A Good Boiled Rice Pudding

Swell gradually,* and boil until quite soft and thick, four ounces and a half of whole rice in a pint and a half of new milk; sweeten them with from three to four ounces of sugar, broken small, and stir to them, while they are still quite hot, the grated rind of half a large lemon, four or five bitter almonds, pounded to a paste, and four large well-whisked eggs; let the mixture cool, and then pour it into a thickly buttered basin, or mould, which should be quite full; tie a buttered paper and a floured cloth over it, and boil the pudding exactly an hour; let it stand for two or three minutes before it is turned out, and serve it with sweet sauce, fruit syrup, or a compote of fresh fruit. An ounce and a half of candied orange-rind will improve it much, and a couple of ounces of butter may be added to enrich it, when the receipt without is considered too simple. It is excellent when made with milk highly flavoured with cocoanut (see Chapter XX (Sweet Dishes, Or Entremets)).

Whole rice, 4 1/2 ozs.; new milk (or cocoa-nut-flavoured milk), 1 1/2 pint; sugar, 3 to 4 ozs.; salt, a few grains; bitter almonds, 4 to 6; rind of 1/2 lemon; eggs, 4: boiled 1 hour.

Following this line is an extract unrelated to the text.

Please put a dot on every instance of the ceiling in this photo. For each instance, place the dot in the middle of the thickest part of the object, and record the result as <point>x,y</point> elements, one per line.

* That is to say, put the rice into the milk while cold, heat it slowly, and let it simmer only until it is done.

Cheap Rice Pudding

Wash six ounces of rice, mix it with three quarters of a pound of lai-eins, tie them in a well-floured cloth, giving them plenty of room to swell; boil them exactly an hour and three quarters, and serve the pudding with very sweet sauce: this is a nice dish for the nursery. A pound of apples pared, cored, and quartered, will also make a very wholesome pudding, mixed with the rice, and boiled from an hour and a quarter to an hour and a half.

Rice, 6 ozs.; raisins, 1/2 lb.: 2 hours. Or, rice, 6 ozs.; apples, 1 lb.: 1 1/4 to 1 1/2 hour.